The goal of process isn’t to reduce the number of employees by taking work away from. That can happen in some cases, but most of the time the goal is to let employees do work that requires a human and let machines do the work that can be described in code. Automating has benefits beyond just saving time for employees, it’s a way of making it repeatable – something that often has a lot more value than the time saved.

Not all processes require code. Most do in our world, but there are plenty of times when a process is still required.Take annual reviews, or a homeowners association election for example. Both can benefit from a written series of steps so that everyone understands how it should be done and how to do it.

I suspect you appreciate the power of identifying and solidifying patterns. So where does the pain arise? It’s got a few flavors:

  • Processes are rarely documented well. Businesses grow to rely on them and months or years later when something goes wrong it becomes archaeology to figure out why and how to fix them.
  • Builders of the processes either focus too heavily on edge cases, or not at all. Focus too much on exceptions and you take a 3 step job and turn it into an application. Focus too little on exceptions and you get a process that breaks easily and usually gets patches and re-patched every time it fails.
  • Every person has a different technique for automation.

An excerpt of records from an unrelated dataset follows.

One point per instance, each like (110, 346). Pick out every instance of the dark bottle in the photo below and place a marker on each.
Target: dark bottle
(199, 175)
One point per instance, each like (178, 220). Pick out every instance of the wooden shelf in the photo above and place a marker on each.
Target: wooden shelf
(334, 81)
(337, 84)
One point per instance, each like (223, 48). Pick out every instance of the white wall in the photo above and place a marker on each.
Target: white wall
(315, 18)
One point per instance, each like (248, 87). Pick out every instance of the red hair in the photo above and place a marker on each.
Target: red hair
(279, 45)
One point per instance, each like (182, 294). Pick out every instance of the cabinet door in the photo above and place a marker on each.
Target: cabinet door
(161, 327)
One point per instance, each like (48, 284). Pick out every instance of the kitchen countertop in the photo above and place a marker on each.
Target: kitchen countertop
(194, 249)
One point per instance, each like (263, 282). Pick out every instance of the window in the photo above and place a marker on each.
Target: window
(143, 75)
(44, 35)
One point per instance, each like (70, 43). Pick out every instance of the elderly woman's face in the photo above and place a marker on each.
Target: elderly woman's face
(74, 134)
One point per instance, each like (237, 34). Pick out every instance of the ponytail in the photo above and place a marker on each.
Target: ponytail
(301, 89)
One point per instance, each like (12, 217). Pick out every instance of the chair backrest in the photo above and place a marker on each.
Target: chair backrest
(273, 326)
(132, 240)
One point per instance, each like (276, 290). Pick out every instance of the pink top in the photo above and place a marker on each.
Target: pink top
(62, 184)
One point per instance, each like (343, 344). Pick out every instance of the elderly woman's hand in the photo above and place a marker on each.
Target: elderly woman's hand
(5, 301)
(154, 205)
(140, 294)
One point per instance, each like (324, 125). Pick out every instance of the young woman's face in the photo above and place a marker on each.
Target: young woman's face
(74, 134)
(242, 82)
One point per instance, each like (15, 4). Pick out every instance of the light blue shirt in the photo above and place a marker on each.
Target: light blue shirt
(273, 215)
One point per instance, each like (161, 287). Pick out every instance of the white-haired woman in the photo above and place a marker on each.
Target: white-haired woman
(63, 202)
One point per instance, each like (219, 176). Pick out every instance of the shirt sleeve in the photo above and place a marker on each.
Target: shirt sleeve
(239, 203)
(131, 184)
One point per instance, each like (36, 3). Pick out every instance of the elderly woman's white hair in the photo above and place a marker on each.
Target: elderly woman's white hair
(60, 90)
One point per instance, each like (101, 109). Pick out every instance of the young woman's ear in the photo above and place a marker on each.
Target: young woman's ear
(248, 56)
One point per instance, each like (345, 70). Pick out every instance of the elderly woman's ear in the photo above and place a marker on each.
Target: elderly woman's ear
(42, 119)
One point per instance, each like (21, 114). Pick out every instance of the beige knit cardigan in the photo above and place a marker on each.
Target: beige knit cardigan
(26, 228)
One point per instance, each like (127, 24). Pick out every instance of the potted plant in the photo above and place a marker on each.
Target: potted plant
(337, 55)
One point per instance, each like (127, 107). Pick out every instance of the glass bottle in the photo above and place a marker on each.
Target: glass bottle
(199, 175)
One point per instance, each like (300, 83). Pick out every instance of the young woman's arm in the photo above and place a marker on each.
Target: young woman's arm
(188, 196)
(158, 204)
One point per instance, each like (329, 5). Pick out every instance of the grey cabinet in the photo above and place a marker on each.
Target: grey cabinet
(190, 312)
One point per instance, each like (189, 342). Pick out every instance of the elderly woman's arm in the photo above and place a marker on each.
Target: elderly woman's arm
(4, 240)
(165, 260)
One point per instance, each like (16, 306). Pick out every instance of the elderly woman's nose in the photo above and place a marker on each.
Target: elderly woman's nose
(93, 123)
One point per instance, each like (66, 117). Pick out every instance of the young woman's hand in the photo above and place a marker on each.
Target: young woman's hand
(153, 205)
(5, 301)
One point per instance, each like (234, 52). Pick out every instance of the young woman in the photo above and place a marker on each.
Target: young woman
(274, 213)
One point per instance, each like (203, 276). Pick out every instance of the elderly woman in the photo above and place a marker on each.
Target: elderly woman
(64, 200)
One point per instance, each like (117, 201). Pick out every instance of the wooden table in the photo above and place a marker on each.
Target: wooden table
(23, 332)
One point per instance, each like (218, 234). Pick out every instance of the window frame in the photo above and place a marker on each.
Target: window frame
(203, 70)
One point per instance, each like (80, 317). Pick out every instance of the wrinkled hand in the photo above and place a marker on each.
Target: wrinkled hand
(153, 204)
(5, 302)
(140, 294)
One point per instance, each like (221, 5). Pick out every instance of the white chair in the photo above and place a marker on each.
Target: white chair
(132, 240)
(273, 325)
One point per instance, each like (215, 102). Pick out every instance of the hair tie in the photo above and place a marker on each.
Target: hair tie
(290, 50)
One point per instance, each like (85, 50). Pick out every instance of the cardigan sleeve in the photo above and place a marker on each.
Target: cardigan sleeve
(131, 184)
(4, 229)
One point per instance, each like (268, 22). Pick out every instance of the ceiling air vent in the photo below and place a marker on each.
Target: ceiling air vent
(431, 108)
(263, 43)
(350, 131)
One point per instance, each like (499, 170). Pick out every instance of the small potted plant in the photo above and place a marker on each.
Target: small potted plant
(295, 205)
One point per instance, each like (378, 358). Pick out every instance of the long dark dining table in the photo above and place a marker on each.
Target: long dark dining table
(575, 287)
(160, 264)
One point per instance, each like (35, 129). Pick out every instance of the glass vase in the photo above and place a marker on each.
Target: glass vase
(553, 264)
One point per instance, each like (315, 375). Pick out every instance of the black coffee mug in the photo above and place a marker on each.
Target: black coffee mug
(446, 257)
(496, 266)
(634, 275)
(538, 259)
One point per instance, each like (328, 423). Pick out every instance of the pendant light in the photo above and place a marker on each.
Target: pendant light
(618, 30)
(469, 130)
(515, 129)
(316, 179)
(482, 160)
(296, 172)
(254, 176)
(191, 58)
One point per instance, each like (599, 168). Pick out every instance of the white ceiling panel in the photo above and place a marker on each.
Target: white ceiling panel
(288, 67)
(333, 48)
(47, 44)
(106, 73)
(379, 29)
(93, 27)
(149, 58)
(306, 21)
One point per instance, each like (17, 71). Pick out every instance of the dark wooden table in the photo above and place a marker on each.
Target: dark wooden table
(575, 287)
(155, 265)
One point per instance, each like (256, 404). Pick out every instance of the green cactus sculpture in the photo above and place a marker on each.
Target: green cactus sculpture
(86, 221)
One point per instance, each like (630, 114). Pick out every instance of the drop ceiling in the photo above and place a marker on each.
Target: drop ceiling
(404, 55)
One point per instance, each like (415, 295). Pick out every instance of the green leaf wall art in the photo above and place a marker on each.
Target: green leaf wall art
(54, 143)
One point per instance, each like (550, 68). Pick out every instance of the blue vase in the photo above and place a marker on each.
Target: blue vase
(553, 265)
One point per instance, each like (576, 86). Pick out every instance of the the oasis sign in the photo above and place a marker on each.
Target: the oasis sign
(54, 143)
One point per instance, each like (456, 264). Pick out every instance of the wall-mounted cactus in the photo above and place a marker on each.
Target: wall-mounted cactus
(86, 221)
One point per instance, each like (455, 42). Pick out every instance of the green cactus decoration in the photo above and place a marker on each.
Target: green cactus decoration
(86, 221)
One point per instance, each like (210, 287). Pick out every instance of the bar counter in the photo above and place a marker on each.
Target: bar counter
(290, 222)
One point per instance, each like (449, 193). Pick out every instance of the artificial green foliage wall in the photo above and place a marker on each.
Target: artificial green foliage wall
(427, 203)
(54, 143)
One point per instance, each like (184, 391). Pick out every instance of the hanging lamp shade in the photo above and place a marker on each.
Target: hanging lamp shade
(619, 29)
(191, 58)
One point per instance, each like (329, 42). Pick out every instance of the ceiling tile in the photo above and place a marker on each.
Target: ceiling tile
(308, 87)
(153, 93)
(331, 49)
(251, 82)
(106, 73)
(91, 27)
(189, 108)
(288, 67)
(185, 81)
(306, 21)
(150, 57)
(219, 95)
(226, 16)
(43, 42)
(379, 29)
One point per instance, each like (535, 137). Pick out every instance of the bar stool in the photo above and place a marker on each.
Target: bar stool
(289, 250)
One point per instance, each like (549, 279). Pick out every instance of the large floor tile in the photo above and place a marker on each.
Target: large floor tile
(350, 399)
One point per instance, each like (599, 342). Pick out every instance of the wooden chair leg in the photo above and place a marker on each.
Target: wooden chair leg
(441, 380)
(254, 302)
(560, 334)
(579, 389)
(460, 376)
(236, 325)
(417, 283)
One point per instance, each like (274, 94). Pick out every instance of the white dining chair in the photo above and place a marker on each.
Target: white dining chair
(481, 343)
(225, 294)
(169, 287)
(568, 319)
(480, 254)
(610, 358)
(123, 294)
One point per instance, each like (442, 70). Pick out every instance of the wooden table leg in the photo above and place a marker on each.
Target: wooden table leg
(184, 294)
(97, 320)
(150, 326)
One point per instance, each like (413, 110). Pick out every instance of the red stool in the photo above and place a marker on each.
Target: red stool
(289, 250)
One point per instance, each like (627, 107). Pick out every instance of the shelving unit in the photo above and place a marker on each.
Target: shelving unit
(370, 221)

I just worked on one that involved an external hard drive, a Mac, two packages, multiple views, and a generated batch file that required manual edits. It works, and works well enough, it’s just not the way I would have done it!

Another part of the pain comes from dealing with changes or unplanned for exception past the initial build. When is ok to change the pattern? To decide that a pattern is more pain than productivity? How do you get consensus? How do you test the changes in a time effective manner?